Komposit yang diperkuat oleh serat dibedakan menjadi beberapa bagian
yaitu:
1. Continuous fiber composite
Continuous atau uni-directional, mempunyai susunan serat panjang
dan lurus, membentuk lamina diantara matriksnya. Jenis komposit
ini paling banyak digunakan. Kekurangan tipe ini adalah lemahnya
kekuatan antar lapisan. Hal ini dikarenakan kekuatan antar lapisan
dipengaruhi oleh matriksnya.
Gambar 2. Continuous Fiber Composite. (Gibson, 1994)
11
2. Woven fiber composite (bi-dirtectional)
Komposit ini tidak mudah terpengaruh pemisahan antar lapisan
karena susunan seratnya juga mengikat antar lapisan. Akan tetapi
susunan serat memanjangnya yang tidak begitu lurus mengakibatkan
kekuatan dan kekakuan tidak sebaik tipe continuous fiber.
Gambar 3. Woven Fiber Composite. (Gibson, 1994)
3. Discontinuous fiber composite (chopped fiber composite)
Komposit ini diperkuat dengan serat pendek dan susunan seratnya
secara acak.
Gambar 4. Discontinuous Fiber Composite. (Gibson, 1994)
12
4. Hybrid fiber composite
Hybrid fiber composite merupakan komposit gabungan antara tipe
serat lurus dengan serat acak.
Gambar 5. Hybrid fiber composite. (Gibson, 1994)
c. Fiber sebagai struktural (structute composites)

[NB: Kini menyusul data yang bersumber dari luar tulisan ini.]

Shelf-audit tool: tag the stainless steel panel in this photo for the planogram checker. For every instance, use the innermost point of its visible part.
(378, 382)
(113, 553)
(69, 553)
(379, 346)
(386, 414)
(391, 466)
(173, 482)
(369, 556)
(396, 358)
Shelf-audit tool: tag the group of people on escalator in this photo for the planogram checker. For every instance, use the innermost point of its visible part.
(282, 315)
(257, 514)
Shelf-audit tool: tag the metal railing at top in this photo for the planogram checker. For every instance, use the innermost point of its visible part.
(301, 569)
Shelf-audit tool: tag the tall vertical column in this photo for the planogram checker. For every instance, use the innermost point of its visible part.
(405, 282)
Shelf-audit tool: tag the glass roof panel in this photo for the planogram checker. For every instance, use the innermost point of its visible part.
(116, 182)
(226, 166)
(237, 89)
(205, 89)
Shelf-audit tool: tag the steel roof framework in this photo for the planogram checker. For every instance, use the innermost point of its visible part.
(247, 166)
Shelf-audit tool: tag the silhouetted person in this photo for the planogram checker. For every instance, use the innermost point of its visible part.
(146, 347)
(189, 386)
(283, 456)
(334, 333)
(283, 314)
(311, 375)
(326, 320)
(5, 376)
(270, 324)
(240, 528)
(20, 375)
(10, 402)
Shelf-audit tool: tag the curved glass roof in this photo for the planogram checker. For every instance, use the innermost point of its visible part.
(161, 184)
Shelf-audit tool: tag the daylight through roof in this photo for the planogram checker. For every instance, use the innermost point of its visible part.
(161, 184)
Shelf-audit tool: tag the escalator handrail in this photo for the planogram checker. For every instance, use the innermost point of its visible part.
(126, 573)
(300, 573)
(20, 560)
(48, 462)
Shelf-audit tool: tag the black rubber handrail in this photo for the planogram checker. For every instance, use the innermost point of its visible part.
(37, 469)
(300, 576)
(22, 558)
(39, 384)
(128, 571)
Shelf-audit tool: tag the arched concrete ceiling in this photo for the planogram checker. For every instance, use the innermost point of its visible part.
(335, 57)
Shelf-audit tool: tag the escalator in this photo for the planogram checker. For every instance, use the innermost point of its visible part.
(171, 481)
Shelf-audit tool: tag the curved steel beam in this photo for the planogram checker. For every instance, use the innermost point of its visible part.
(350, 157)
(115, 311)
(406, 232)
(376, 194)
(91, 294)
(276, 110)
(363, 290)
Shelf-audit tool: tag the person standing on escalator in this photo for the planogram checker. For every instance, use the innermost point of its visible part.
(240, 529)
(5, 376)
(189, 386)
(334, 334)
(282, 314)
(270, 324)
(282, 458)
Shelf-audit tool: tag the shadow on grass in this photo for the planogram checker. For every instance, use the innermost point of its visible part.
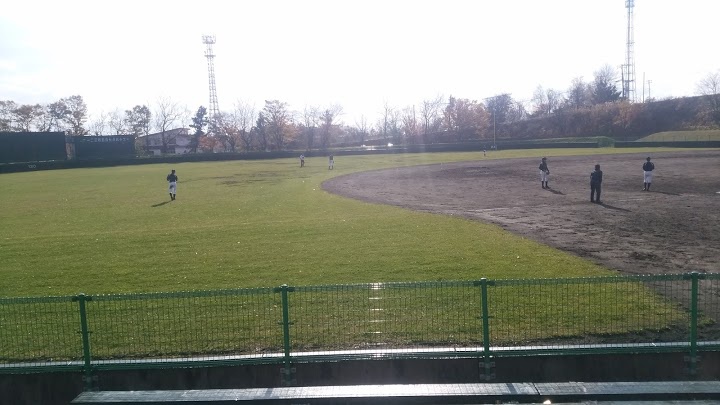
(664, 192)
(614, 208)
(159, 204)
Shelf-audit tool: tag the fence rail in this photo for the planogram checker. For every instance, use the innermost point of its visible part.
(281, 325)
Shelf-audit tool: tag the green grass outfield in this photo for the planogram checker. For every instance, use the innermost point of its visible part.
(675, 136)
(245, 224)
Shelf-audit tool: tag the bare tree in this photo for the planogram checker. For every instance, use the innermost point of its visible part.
(27, 117)
(410, 125)
(6, 114)
(98, 125)
(465, 119)
(167, 116)
(545, 102)
(244, 117)
(579, 94)
(278, 123)
(432, 117)
(310, 122)
(76, 114)
(604, 88)
(709, 87)
(116, 122)
(384, 124)
(327, 119)
(54, 116)
(360, 131)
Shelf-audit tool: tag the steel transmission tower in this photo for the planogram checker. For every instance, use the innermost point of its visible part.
(213, 109)
(628, 69)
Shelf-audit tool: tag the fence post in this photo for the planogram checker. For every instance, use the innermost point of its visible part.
(693, 359)
(489, 375)
(287, 371)
(88, 379)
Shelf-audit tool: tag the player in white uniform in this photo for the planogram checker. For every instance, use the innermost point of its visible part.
(648, 167)
(544, 173)
(172, 184)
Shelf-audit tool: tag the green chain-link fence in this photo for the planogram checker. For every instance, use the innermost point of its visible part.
(380, 320)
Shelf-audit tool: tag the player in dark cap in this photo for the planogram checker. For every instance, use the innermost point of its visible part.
(544, 173)
(596, 185)
(648, 167)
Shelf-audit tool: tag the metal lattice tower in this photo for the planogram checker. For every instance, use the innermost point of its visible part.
(628, 79)
(213, 109)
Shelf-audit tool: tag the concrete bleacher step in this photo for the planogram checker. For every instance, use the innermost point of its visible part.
(665, 391)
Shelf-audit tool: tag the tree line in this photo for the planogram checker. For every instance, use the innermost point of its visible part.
(583, 109)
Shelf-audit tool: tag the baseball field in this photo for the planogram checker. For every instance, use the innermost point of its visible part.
(265, 223)
(373, 219)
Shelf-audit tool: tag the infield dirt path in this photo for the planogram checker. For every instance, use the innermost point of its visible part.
(673, 228)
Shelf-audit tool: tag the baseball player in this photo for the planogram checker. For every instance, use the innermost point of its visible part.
(172, 184)
(544, 173)
(596, 185)
(648, 167)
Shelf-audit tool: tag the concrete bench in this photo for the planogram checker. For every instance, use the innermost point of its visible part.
(423, 394)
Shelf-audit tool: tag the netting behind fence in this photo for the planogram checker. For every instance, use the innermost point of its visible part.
(424, 319)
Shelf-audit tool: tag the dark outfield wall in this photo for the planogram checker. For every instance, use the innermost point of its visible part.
(32, 146)
(208, 157)
(62, 387)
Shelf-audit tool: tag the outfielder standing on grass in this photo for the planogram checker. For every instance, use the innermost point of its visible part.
(596, 185)
(544, 173)
(648, 167)
(172, 184)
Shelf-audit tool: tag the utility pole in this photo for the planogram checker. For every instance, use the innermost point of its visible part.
(628, 80)
(213, 109)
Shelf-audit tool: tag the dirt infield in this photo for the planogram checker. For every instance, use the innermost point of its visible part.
(673, 228)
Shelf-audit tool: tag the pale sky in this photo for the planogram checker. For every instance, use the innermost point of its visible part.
(360, 54)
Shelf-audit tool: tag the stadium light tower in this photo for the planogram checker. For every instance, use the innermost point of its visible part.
(628, 71)
(213, 109)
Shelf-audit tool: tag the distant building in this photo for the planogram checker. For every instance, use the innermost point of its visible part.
(175, 141)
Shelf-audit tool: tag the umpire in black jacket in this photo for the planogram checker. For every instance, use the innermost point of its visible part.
(596, 185)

Komposit struktural dibentuk oleh reinforce-reinforce yang memiliki
bentuk lembaran-lembaran. Berdasarkan struktur, komposit dapat
dibagi menjadi dua yaitu struktur laminate dan struktur sandwich.

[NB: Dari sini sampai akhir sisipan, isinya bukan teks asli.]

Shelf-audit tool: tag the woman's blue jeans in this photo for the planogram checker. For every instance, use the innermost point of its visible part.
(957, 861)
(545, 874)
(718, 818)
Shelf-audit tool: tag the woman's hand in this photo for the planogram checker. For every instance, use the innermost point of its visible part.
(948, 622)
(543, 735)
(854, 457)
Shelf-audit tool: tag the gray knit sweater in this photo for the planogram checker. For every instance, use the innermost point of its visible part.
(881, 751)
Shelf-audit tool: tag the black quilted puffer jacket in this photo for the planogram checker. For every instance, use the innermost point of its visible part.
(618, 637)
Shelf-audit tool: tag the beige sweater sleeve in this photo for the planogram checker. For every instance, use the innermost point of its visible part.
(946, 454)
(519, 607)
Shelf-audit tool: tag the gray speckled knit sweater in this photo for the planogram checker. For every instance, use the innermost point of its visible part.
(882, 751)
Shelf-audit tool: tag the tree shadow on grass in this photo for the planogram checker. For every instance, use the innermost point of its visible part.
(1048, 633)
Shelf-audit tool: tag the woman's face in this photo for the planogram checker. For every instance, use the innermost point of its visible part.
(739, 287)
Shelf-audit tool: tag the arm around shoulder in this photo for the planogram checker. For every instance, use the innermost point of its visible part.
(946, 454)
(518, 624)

Laminate adalah gabungan dari dua atau lebih lamina yang membentuk
elemen struktur secara integral pada komposit.
Gambar 6. Mikrostruktur lamina. (Widodo, 2008)
13
Komposit sandwich merupakan komposit yang tersusun dari 3 lapisan
yang terdiri dari flat composite (metal sheet) sebagai kulit permukaan
(skin) serta meterial inti (core) di bagian tengahnya. Core yang biasa
dipakai adalah polyuretan (PU), polyvynil clorida (PVC), dan
honeycomb. Komposit sandwich dapat diaplikasikan sebagai struktural
maupun non-struktural bagian internal dan eksternal pada kereta, bus,
truk, dan jenis kendaraan yang lainnya.
Gambar 7. Structural composites sandwich panels.

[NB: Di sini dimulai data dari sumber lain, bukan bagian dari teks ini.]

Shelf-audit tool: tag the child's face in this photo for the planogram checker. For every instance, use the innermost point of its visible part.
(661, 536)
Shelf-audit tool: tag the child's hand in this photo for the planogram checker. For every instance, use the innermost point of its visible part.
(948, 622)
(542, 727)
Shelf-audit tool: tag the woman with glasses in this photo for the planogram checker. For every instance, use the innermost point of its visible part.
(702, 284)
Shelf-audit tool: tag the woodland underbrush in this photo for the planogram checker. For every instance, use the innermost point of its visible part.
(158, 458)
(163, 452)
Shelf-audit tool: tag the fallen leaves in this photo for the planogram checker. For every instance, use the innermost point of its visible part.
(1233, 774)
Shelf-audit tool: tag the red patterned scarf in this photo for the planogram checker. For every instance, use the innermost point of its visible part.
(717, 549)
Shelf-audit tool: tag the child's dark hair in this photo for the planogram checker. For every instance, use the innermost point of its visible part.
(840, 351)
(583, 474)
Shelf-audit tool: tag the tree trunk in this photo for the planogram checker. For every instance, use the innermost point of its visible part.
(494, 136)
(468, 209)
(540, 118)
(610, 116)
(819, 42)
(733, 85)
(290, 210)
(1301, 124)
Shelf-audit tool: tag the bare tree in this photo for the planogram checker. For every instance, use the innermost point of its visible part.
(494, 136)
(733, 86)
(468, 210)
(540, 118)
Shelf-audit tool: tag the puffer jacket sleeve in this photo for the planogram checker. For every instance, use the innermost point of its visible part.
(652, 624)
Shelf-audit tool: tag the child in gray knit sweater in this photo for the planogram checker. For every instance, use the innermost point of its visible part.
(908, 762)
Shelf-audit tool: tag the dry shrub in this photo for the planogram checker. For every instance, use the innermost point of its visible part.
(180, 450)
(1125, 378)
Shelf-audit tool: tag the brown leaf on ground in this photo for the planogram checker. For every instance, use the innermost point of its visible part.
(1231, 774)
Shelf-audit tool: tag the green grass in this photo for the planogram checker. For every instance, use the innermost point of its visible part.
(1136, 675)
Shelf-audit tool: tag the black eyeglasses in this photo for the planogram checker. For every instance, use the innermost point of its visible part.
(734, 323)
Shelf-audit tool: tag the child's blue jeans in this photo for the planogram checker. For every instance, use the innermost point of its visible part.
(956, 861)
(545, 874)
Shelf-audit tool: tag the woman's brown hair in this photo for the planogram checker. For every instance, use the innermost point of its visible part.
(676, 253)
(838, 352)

(http://www.engineredmaterialsinc.com)
2. Matriks
Berdasarkan matriks, komposit dapat diklasifikasikan menjadi tiga
kelompok besar yaitu:
a) Komposit matrik polimer (KMP), polimer sebagai matrik
b) Komposit matrik logam (KML), logam sebagi matrik
c) Komposit matrik keramik (KMK), keramik sebagai matrik
14
Gambar 8. Klasifikasi komposit berdasarkan bentuk dari matriksnya
a. Komposit matrik polimer (polymer matrix composites–PMC)
Jenis polimer yang banyak digunakan adalah thermoplastic dan
thermoset. Thermoplastic adalah plastic yang dapat dilunakkan
berulang kali (recycle) dengan menggunakan pemanasan.
Thermoplastic merupakan polimer yang akan menjadi keras apabila
didinginkan. Contoh thermoplastic yaitu poliester, nylon 66, PP, PTFE,
PET, polieter sulfon, PES, dan polieter eterketon (PEEK).
Thermoset tidak dapat mengikuti perubahan suhu (irreversibel). Bila
sekali pengerasan telah terjadi maka bahan tidak dapat dilunakkan
kembali. Pemanasan yang tinggi tidak dapat melunakkan termoset
melainkan akan membentuk arang dan terurai. Contoh dari thermoset
yaitu epoksida, bismaleimida (BMI), dan poli-imida (PI).
15
b. Komposit matrik logam (metal matrix composites – MMC)
Metal matrix composites adalah salah satu jenis komposit yang
memiliki matrik logam. Material MMC mulai dikembangkan sejak
tahun 1996. Pada mulanya yang diteliti adalah continous filamen MMC
yang digunakan dalam aplikasi aerospace.
c. Komposit matrik keramik (ceramic matrix composites – CMC)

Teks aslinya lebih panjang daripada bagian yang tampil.